Planning and Environment
Injunctions – Human Rights
Section 187B TCPA 1990 allows an LA [local authority] to apply for an injunction to restrain an actual or apprehended breach of planning control. But, how does that sit with Human Rights Act 1998 (e.g. right to respect for private and family life)?
The Court of Appeal has given guidance on this point which overrules the previous authority (Hambleton ). In particular, the injunction must be ‘proportionate’ – it must be ‘appropriate and necessary for the attainment of the public-interest objective sought’ whilst at the same time not imposing ‘an excessive burden on the individual whose private interests are at stake’. In practice, this means:
the judge is not entitled to reach an independent view of the planning merits of the case but must take the actual or anticipated breach of planning control as a given;
the judge should not grant an injunction unless he is prepared to contemplate committing the defendant to prison if there is a breach of that injunction. This means the judge must also consider questions of hardship for the defendant that would result from granting the injunction;
the court will want to look at the degree in flagrancy of the breach of planning control, as well as the enforcement history, and any degree of urgency. It will also want to see whether the LA adopted the correct approach of ‘proportionality’ when it reached its decision.

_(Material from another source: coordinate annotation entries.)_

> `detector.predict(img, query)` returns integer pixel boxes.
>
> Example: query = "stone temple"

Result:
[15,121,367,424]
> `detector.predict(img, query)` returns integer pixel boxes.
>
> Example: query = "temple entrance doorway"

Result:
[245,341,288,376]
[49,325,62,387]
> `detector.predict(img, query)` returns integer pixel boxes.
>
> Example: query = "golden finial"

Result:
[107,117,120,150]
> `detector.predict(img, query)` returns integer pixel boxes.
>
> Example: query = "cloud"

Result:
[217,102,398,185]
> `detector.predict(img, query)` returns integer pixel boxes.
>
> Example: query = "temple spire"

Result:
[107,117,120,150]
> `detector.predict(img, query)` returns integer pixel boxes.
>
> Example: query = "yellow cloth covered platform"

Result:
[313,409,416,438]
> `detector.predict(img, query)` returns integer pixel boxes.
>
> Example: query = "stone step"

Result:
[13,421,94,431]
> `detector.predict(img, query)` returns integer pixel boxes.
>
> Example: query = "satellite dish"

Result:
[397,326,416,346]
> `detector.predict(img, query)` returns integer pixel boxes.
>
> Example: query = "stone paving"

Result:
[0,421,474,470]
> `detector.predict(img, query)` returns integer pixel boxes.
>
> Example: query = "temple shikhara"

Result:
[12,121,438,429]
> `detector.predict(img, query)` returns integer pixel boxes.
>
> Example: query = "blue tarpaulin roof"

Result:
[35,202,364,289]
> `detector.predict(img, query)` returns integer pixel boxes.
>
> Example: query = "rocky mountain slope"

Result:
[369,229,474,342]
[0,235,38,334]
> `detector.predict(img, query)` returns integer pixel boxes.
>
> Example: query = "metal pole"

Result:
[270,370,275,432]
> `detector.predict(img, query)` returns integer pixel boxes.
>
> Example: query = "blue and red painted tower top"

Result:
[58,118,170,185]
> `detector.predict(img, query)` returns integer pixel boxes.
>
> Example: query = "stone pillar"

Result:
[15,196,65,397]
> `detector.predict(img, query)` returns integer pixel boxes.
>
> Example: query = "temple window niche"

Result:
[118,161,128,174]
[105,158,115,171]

The end result of this is that it will be far harder for LAs to obtain injunctions against residential occupiers. Indeed, an injunction to pre-empt an anticipated breach is more likely to be successful (i.e. if the LA can obtain the injunction before the occupation begins then so much the better). Moreover, although this decision was in the context of gypsies on Green Belt land, the principles will apply in all residential cases. As a note in the Gazette puts it, ‘henceforth LA’s are unlikely to get an injunction unless they can show a history of persistent failure to observe the planning process, coupled with evidence of actual damage to the environment which, on balance, outweighs the hardship caused to the gypsies or the particular individual concerned’. See note on South Bucks DC v Porter  in  LSG 25 October 37;  EG 27 October 180.